Getting people to make the switch is easier said than done: decades of car-centric development, combined with the persistence of the private car as a status symbol, have made it hard for policymakers to take residents out of their vehicles.
Against this backdrop, I was inspired to learn about the example of Suwon, Gyeonggi Province, a city of 1.2 million some 45km south of Seoul I visited on my last trip to the Republic of Korea.
Officials in Suwon have realized that, although awareness of climate change is becoming widespread, behavioral engagement hasn’t quite caught up. To overcome this challenge, the city decided to make sure residents could be directly involved in the design and implementation of its urban transport strategy.
Thanks to active citizen participation, Suwon now boasts a socially and environmentally sustainable transport system that enjoys the buy-in and accurately reflects the mobility needs of the local community. In fact, Suwon’s achievements in urban mobility have transformed the city from one that was criticized as a city where walking was discouraged and uneasy compared to driving a car into one that has developed a pedestrian environment that is earning almost as much praise as its historic, UNESCO-listed Hwaseong Fortress!
Suwon’s enthusiasm toward low-carbon mobility is reflected through a variety of initiatives, but there are four aspects that caught my attention and illustrate the city’s commitment to green transport, particularly through better pedestrian mobility:
- With the launch of its EcoMobility Festival in 2013 and its commitment to reducing carbon emissions by 2030, the City of Suwon demonstrated impressive leadership in tackling congestion and pollution, some of the most common transport-related issues plaguing cities around the world. As part of the initiative, the municipal government took into account the challenges that increased urbanization and motorization have created for all groups of pedestrians, including people with limited mobility. It pioneered the concept of “barrier-free” mobility by seeking to remove obstacles that can hinder the physical accessibility and mobility of residents, including persons with disabilities. Features that enable a barrier-free urban transport system can include wider walkways, smooth walking surfaces, curb cuts and ramps.

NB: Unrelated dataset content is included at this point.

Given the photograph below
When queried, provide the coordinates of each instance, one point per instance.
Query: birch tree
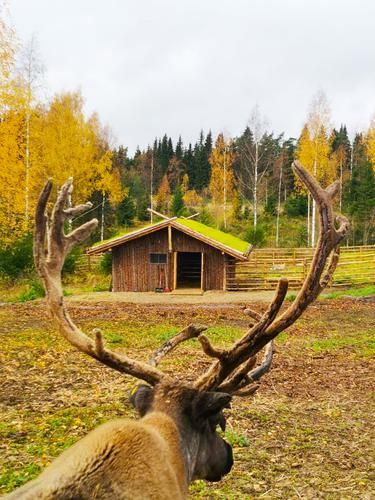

- The concept of EcoMobility helped establish a hierarchy between urban transport modes. Perhaps the most impressive initiative launched during the festival was the monthlong car-free campaign, which led over 4,300 residents of the Haenggung-dong district to leave their vehicles at home and rely instead on cycling and walking. The municipal government invested about $12.1 million in infrastructure works to make the city more walkable, including by creating sidewalks, repaving roads, and renovating public facilities. Parking lots were also temporarily reserved for pedestrians and community oriented activities.

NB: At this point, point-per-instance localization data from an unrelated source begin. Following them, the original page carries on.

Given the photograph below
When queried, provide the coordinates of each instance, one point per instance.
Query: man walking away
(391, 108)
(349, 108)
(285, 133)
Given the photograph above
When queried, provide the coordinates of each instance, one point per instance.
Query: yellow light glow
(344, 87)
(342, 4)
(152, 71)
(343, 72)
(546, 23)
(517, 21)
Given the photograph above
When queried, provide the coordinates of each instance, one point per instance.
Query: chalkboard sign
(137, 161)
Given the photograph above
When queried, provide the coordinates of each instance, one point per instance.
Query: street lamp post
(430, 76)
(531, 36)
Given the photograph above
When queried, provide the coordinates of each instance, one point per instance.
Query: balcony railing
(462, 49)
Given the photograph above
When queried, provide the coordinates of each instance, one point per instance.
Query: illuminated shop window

- The Festival was successful because it relied on multi-stakeholder arrangements and support from city residents through the creation of the ‘Resident Committee for EcoMobility Promotion’ and the ‘Citizen Volunteer Corps.’ The project also demonstrated the potential and need for collaboration across institutions by creating a joint organizing committee to facilitate coordination between the central government, the National Assembly, Suwon City Hall, the Suwon City Council, businesses, and city groups.

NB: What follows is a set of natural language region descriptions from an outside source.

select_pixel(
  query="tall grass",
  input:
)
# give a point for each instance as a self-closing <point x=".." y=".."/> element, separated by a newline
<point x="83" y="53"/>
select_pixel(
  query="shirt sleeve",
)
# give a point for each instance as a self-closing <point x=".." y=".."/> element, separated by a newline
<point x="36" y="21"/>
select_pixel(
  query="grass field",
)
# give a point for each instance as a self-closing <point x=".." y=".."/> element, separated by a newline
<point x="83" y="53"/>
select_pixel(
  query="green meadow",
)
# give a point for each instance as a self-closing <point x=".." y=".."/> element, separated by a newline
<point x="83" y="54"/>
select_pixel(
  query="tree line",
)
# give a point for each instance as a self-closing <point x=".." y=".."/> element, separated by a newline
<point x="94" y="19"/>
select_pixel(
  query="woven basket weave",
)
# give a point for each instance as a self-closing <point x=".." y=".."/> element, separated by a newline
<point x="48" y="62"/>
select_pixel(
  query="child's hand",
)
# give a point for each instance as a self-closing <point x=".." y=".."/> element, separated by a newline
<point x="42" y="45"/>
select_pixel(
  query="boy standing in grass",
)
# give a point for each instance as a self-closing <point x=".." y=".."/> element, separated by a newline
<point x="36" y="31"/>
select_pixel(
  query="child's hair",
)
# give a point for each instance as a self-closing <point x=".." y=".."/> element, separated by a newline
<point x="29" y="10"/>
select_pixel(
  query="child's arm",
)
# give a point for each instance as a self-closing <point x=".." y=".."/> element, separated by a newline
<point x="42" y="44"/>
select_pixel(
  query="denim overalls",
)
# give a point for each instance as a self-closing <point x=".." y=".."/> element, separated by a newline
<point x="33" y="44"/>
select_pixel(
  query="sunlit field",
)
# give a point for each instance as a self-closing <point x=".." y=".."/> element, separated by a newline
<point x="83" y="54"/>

- The Festival significantly changed residents’ perception of what makes a city livable, raising awareness about the importance of more environmentally-friendly transport modes and urban infrastructure. Suwon has sought to build a greener transport system by introducing low-emission streetcars and encouraging citizens to use public transport and bicycles. At a national level, the project was recognized for its positive impact on the urban environment, receiving the 2013 Korean Cityscape Grand Award sponsored by the Korean Ministry of Land, Infrastructure and Transport.
For these reasons, Suwon’s success provides an excellent example of how a city can cultivate residents’ engagement to instigate local changes, building on individuals’ abilities and motivations to reduce emissions. This is the kind of engagement that cities must nurture if they want to receive the community support and buy-in they need to implement changes.